Holding off email during server upgrade

I've been a linode customer for years now. During that time, Fedora has progressed from 19 to 24+. It's becoming more trouble to stay on-top of upgrades than simply move forward. Whenever I upgrade distributions, I generally perform a re-install and re-configuration rather than a rolling upgrade. A completely clean slate has less future problems in my experience. And I maintain a fairly complete site-guide with the deltas from a clean install. I'm very comfortable with this process and have performed it many times on other hosted machines/vmachines.

With linode, I would like to shutdown things like Apache, Postfix, MYSQL, etc, make one final rsync over the network to an off-site backup host, then install the latest Fedora image cleanly. Once that image comes up, I'm worried it will have a default MTA running that will happily accept ESMTP traffic and politely tell everyone, "Return to Sender" - Elvis Presley style. It will do this for a window of time before I can login to the newly running image and stop the MTA while I restore it's configuration.

Does anyone have any advice on how to minimize this window? Do the install images at linode have MTA stopped by default? Is there an external firewall that can block mail ports (encrypted and non-encrypted) during the upgrade window?

Thanks!

3 Replies

I've been meaning to migrate from Ubuntu 32 bit to 64 bit. Here's a couple of ideas:

* Create a new, temporary Linode which would have a new IP, log in and disable the email server then redirect DNS MTA settings to point to the new temporary Linode.

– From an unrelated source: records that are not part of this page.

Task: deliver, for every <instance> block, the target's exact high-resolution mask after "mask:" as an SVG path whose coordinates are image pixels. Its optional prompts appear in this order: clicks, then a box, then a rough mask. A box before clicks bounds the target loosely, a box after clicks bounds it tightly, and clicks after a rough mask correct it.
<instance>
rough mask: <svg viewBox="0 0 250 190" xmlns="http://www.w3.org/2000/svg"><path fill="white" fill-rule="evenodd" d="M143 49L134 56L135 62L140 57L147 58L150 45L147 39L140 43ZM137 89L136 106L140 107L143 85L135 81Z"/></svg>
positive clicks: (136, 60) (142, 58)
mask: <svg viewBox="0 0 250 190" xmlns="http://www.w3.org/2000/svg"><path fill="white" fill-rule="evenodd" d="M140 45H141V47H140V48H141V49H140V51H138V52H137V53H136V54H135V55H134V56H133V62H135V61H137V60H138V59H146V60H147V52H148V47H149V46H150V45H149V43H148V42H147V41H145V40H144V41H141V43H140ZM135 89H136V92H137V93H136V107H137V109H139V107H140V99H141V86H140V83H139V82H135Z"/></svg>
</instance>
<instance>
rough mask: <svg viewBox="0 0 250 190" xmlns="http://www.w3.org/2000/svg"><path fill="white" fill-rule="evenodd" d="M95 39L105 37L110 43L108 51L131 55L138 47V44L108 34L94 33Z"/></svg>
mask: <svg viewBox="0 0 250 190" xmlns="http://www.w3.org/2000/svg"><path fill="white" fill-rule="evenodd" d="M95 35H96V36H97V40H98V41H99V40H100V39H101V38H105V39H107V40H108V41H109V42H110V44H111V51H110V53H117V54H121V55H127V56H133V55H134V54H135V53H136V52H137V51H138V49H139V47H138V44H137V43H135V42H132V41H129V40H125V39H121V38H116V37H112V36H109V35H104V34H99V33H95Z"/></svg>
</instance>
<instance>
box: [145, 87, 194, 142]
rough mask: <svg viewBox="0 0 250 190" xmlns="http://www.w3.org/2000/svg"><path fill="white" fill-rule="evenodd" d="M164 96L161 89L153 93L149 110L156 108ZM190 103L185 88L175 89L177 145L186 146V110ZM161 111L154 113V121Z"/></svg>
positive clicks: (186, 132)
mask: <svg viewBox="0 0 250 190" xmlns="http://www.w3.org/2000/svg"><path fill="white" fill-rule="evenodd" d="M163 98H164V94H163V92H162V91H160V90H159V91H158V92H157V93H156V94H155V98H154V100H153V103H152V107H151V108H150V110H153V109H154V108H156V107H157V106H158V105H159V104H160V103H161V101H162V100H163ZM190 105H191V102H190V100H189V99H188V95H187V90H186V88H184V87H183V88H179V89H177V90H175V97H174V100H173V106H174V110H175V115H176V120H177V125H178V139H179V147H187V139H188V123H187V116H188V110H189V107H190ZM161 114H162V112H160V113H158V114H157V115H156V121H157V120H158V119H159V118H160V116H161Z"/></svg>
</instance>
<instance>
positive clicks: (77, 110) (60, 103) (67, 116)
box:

Or keep a Lish console window open, do the rebuild and when the instance boots you can log in right away and stop the MTA until you get it configured.</list> 

Edit: I'd do what glg suggested, clearly I didn't have enough coffee.

@hightowera:

I've been a linode customer for years now. During that time, Fedora has progressed from 19 to 24+. It's becoming more trouble to stay on-top of upgrades than simply move forward. Whenever I upgrade distributions, I generally perform a re-install and re-configuration rather than a rolling upgrade. A completely clean slate has less future problems in my experience. And I maintain a fairly complete site-guide with the deltas from a clean install. I'm very comfortable with this process and have performed it many times on other hosted machines/vmachines.

With linode, I would like to shutdown things like Apache, Postfix, MYSQL, etc, make one final rsync over the network to an off-site backup host, then install the latest Fedora image cleanly. Once that image comes up, I'm worried it will have a default MTA running that will happily accept ESMTP traffic and politely tell everyone, "Return to Sender" - Elvis Presley style. It will do this for a window of time before I can login to the newly running image and stop the MTA while I restore it's configuration.

Does anyone have any advice on how to minimize this window? Do the install images at linode have MTA stopped by default? Is there an external firewall that can block mail ports (encrypted and non-encrypted) during the upgrade window?

Thanks!

There's no need to do this on your existing linode. Before you stop your existing linode, build the new one, get everything installed/configured. Then when you're ready to migrate, stop all services on current host, copy data offsite, copy data to new host, swap IPs and you're done.

In my experience (CentOS and Ubuntu), Linode images do not come with an MTA pre-installed at all. But yeah, glg has the right idea.